Look beyond the guardian, to the handball court where you can see about 6 players, all black men, ranging in age from about 25 - 45, and another 10 "fans" again, all black men, cheering and smoking and drinking. It is nearly 2 in the afternoon and I am ready to go home.
To get to the exit gates we cross through the non-working sprinklers and see 2 older black gentleman deep in conversation. Passing the last bench nearest the gate an older Spanish Couple waves to the baby and says "adios". We take a right and then a left back onto Foster Avenue, and as we walk quickly to avoid the rain, the single houses seem to lay down and the apartment buildings which constitute our projects loom defiantly on the horizon.
Nearing our building we are passed by two black men and a black woman pushing a stroller "hey whitey, you so fuckin' white......whitey......" I don't turn towards them. What is the point? I know that as the only "whitey" around I am their target. Understand this, it is not the words that hurt as much as the laughter and the fact that these 3 people are adults approximately our age. The mean and calculative laughter makes the behaviour unbearable. I struggle to keep myself together. Just 1/2 block more. Left foot. Right foot. Left foot. Right foot.
Nearing the front steps to the first of our 2 "security doors" I see the troubled teenager from across the hall. He turns and holds the first door open then unlocks the second door for us. This is the 13 year old who skips school more than he attends. After his mother and older brother leave in the morning he gets high with his friends in the hallway. Often he is rude disruptive and has respect for no one. I have seen him pull a butcher knife on the woman that lives upstairs and the police frequent his doorway in our hall on the 5Th floor. I have seen him pee in the elevator. Today is no different. As I enter the elevator I push the stroller through the pee, willing the wheels "levitate". And this is where I need you to leave. I have reached my breaking point and a sadness from very deep within releases itself. A raw and guttural sob that I am unable to contain escapes me and I begin to shake. At the 5Th floor we enter the hall and navigate carefully through the 2 blobs of silvery spit on the floor.

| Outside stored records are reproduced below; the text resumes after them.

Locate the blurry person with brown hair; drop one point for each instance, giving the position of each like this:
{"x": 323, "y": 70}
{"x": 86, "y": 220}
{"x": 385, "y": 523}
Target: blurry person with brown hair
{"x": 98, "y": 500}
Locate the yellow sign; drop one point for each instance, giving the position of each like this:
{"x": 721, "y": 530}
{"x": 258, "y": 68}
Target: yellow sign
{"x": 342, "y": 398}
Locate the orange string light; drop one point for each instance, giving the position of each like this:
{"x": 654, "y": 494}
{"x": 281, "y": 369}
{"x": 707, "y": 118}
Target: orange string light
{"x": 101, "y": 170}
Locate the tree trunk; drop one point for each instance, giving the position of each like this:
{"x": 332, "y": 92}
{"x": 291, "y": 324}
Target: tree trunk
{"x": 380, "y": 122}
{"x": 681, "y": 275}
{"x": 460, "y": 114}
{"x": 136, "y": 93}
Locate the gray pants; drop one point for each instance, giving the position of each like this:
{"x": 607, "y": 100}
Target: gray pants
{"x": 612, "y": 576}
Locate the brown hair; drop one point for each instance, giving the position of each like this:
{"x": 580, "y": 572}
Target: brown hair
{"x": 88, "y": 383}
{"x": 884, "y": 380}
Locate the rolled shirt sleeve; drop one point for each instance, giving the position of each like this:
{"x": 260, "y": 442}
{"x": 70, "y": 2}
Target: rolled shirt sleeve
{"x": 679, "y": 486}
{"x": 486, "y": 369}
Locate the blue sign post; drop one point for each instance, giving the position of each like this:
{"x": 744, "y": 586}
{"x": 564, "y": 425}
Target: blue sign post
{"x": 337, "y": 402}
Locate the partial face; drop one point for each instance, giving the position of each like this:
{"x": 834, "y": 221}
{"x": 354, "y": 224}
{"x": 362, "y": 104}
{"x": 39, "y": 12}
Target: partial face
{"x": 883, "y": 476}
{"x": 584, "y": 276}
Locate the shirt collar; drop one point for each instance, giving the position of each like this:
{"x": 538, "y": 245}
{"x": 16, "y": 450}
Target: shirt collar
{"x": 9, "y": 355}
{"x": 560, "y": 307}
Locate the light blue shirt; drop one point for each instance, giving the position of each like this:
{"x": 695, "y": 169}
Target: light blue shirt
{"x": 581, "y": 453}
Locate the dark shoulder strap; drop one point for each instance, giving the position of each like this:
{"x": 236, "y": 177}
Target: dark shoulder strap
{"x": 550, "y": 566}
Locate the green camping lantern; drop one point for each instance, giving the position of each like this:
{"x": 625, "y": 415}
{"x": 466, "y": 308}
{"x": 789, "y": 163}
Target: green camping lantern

Today I cannot take this. Today it is not okay. Today I simply cannot be positive. I cannot accept this as my now....this is simply unacceptable. Today I hate just about everyone. I do not hate my child and I do not hate my lover. But I hate you, because you get to leave. And I hate the guy eating McDonald's in the park. I hate the dredded stoner on the bench, and the thug doing pull ups and the parents who have no idea where their 6 year old is (he's leaving the park after being stuck in a swing, he's on his way, don't worry) and I hate the threesome laughing at my expense. I hate you for reading this and for not being able to fully grasp what I am trying to tell you. Today is not my day. Today I am not proud of who I am or what I feel . Today I become what I have fought my whole life. Today and just for today, I am a bigot.